"Intrusion detection is one major research problem in network security, whose aim is to identify unusual access or attacks to secure internal networks. In literature, intrusion detection systems have been approached by various machine learning techniques. However, there is no a review paper to examine and understand the current status of using machine learning techniques to solve the intrusion detection problems." [1]
The main goal of this project is to use Machine Learning algorithms to successfully predict the type of attacks based on the KDD’99 dataset.
We will create a model using Neural Networks which will help us optimize the accuracy of our results, and we can compare the model with other existing models such as SVM or Logistic Regression. If we are able to create the model on time, we will create a second model using Random Forest to compare the results with our first model.
Currently, there is not a model using Neural Network with this data set. Therefore, the biggest challenge I will face is the "Black Box" nature. In short, a Neural Network is a black box in the sense that while it can approximate any function, studying its structure won't give you any insights on the structure of the function being approximated [6].
For example, banks do not use Neural Network to predict if a customer is creditworthy because the bank will need to explain why the customer didn't get certain loan. In Neural Network, the model will output either yes or no. The bank needs to see the "Reasons Behind" to explain the customer of certain decision.
By using Neural Network, this project aims to develop a predictive model to determine the type of attack that is being conduct inside of a Intrusion Detection System.
KDD’99 has been the most popular data set used for the evaluation of anomaly detection methods. This data set is prepared by Stolfo et al. [4] and is built based on the data captured in DARPA’98 IDS evaluation program [5]. DARPA’98 is about 4 gigabytes of compressed raw (binary) tcpdump data of 7 weeks of network traffic.
The KDD99 data set is used to evaluate the proposed model, and it has 494021 rows and 41 columns
The attacks will fall into 4 different categories [4]
Denial of Service Attack (DoS): It is an attack in which the attacker makes some computing or memory resource too busy or too full to handle legitimate requests, or denies legitimate users access to a machine.

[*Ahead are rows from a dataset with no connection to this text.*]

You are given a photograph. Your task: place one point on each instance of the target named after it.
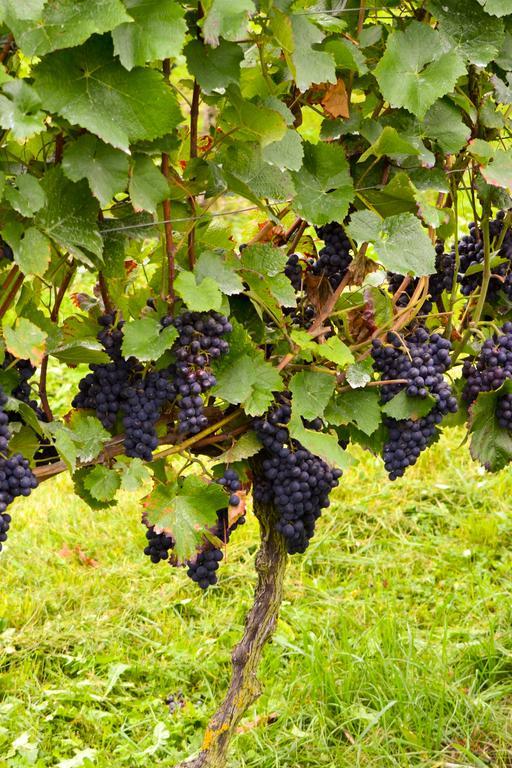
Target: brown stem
(54, 316)
(105, 296)
(6, 47)
(244, 687)
(11, 295)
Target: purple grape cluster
(420, 360)
(336, 256)
(200, 340)
(291, 478)
(471, 253)
(16, 477)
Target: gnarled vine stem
(244, 687)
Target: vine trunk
(244, 687)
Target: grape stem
(244, 688)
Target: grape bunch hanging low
(420, 360)
(203, 567)
(293, 479)
(492, 369)
(16, 477)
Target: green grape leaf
(359, 407)
(26, 341)
(307, 64)
(498, 172)
(20, 110)
(417, 68)
(402, 406)
(336, 351)
(324, 185)
(244, 377)
(490, 445)
(155, 31)
(402, 245)
(90, 88)
(146, 340)
(311, 391)
(225, 18)
(221, 269)
(148, 186)
(497, 7)
(105, 168)
(70, 216)
(61, 23)
(246, 446)
(198, 296)
(287, 153)
(322, 444)
(468, 29)
(249, 175)
(90, 435)
(443, 122)
(185, 512)
(26, 196)
(102, 483)
(214, 68)
(79, 478)
(389, 144)
(32, 252)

User to Root Attack (U2R): It is a class of exploit in which the attacker starts out with access to a normal user account on the system (perhaps gained by sniffing passwords, a dictionary attack, or social engineering) and is able to exploit some vulnerability to gain root access to the system.
Remote to Local Attack (R2L): It occurs when an attacker who has the ability to send packets to a machine over a network but who does not have an account on that machine exploits some vulnerability to gain local access as a user of that machine
Probing Attack: is an attempt to gather information about a network of computers for the apparent purpose of circumventing its security controls.
With the introduction of Big Data, Traditional techniques has become more complex to deal with Big Data. Therefore, many researchers intend to use Big Data techniques to produce high speed and accurate Intrusion Detection System. In this section, we will learn how two techniques were used to improve the accuracy on this systems.
Spark Chi SVM. The author uses ChiSqSelector for features selection, and building a model using Support Vector Machine (SVM) [2].
K-Means. The author uses Mini Batch K-means combined with principal component analysis (PCA). [3]
Second part of my capstone project, we will explore the dataset, the correlations, distributions and some important decisions for the model we will implement.
Correlation Matrix
New Categories
Basic Neural Network Model
During the data exploration, I was able to check the Correlation Matrix which is the way in that one set of data may correspond/correlate to another set. In our case, there are a few columns that have correlations, but more than 70% do not have a correlation with other columns in our dataset.
For Neural Network, this do NOT affect our model. For example, If we have a linear correlated dataset, we just need a simple model like linear regression. Even the best CNN will give us a poor result. [10]
KDD 99 Dataset Correlation
Columns with multiple Categories
Data Exploration showed that there exits some columns which have multiple categories, and these columns would need to be transform to numerical values. I had to decide between keeping the columns and encode the row values OR dropping these columns.
Keeping Columns
The distribution on the Neural Network might have a greater impact on the model because the Neural Network would get more inputs for the neurons inside the model.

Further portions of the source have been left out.